AP exam preparation while students are already looking forward to break


photo courtesy of Franco Alva from unsplash


Before high school students are able to enjoy summer break with its lazy mornings, warm weather, and fun activities, there are several things they have to stress over. Prom and all of its associated craziness, finals and final grades, and of course AP testing. 

AP testing is a ritual all AP students across the country go through. Beginning in April students begin to review all of the content they’ve learned in various courses on the first day of school . They memorize and learn the formats and rubrics in order to get a good score. On a point scale of 1-5, 1 being the worst and a 3 being the minimum score to be considered passing, months of learning and endless weeks of preparation are conducted with one idea in mind. The illustrious 5. 

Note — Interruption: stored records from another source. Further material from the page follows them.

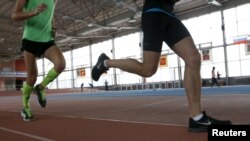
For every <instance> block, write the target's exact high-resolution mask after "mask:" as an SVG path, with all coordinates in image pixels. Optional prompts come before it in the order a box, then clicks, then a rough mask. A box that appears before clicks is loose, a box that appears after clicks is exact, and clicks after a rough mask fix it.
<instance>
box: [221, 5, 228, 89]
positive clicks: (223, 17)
mask: <svg viewBox="0 0 250 141" xmlns="http://www.w3.org/2000/svg"><path fill="white" fill-rule="evenodd" d="M220 12H221V22H222V25H221V30H222V36H223V48H224V54H225V71H226V80H225V81H226V85H228V59H227V45H226V44H227V43H226V33H225V21H224V13H223V10H222V9H221V10H220Z"/></svg>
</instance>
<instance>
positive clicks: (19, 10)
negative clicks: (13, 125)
mask: <svg viewBox="0 0 250 141" xmlns="http://www.w3.org/2000/svg"><path fill="white" fill-rule="evenodd" d="M55 5H56V0H17V1H16V4H15V7H14V10H13V12H12V19H13V20H14V21H25V26H24V32H23V40H22V48H21V50H22V51H23V55H24V60H25V65H26V69H27V78H26V82H25V83H24V84H23V88H22V103H23V109H22V111H21V115H22V117H23V120H24V121H32V120H34V116H33V114H32V112H31V109H30V105H29V98H30V94H31V93H32V91H34V92H35V93H36V94H37V98H38V102H39V104H40V105H41V106H42V107H45V106H46V104H47V101H46V98H45V91H44V89H45V87H46V86H47V85H48V84H49V83H50V82H52V81H53V80H54V79H56V78H57V77H58V76H59V74H60V73H61V72H62V71H63V70H64V69H65V59H64V56H63V54H62V52H61V51H60V49H59V48H58V47H57V46H56V44H55V43H54V35H55V26H54V25H55V24H54V21H53V16H54V9H55ZM41 56H43V57H45V58H47V59H48V60H50V61H51V62H52V63H53V64H54V67H53V68H51V69H50V70H49V71H48V73H47V75H46V77H45V78H44V79H43V80H42V82H41V83H39V84H38V85H36V86H35V87H34V85H35V83H36V79H37V74H38V72H37V64H36V58H37V57H41Z"/></svg>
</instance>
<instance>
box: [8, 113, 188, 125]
mask: <svg viewBox="0 0 250 141" xmlns="http://www.w3.org/2000/svg"><path fill="white" fill-rule="evenodd" d="M9 112H16V111H9ZM37 114H39V115H44V116H50V117H59V118H72V119H86V120H96V121H110V122H121V123H134V124H146V125H160V126H175V127H186V125H183V124H168V123H161V122H150V121H145V122H143V121H134V120H119V119H109V118H98V117H88V116H87V117H79V116H68V115H54V114H49V113H37Z"/></svg>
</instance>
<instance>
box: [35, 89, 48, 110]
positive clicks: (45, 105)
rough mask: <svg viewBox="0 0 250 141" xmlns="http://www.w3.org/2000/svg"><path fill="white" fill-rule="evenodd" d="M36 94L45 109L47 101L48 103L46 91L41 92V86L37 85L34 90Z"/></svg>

This is how advanced placement students at Arvada West find themselves now. With testing taking place the first two weeks of May, it’s officially cram and review season. Many students attend review sessions and spend hours studying on top of their other homework and end of year preparations. Yet despite this ritual, there is another outlook going into AP Tests. 

Given that AP scores aren’t released until late July and therefore can’t affect class grades. Many students focus more on their performance in class and put test prep on the back burner. 

Senior at A-West, Kalissa Martinez says, “I feel like the exams I care about that could help me in college are important, but the ones that I know aren’t going to affect the classes I’m going to take I could care less about”.

This brings up another key component of AP classes. Many people take more than one AP class because it offers a weighted credit to their GPA, it’s more challenging and engaging than a grade level course or just because they think it could be fun. Martinez, for example, is planning to major in Business at Colorado University, but is taking courses from AP Macroeconomics, to AP Chemistry, to AP Literature. 

Martinez mentions, “I also take the AP classes for the credit and not the actual test, and care way more about my grade in the class” 

Another senior, Selma Hadziselimovic came to a similar conclusion, “I care because I don’t want to take classes again in college, but I don’t care because I’m just trying to get exposed before I actually get to college, so it kind of depends on the class”.

However, perceptions can change and modify as senior students struggle with senioritis. Morgan Roberts mentions, “I don’t really care about how I do on my exam, it would be nice to get a good score but I don’t care, and care about my grade in the class even less” 

AP classes, when compounded with stress of being a senior, and the stress from the pandemic seem to cause magnified symptoms of burnout. A set of circumstances that make the likelihood of studying or involvement in exams even less likely.

Regardless of how students are feeling going into exams and graduation the end of the year, and end of high school is rapidly approaching and with it will bring a turning point in students lives.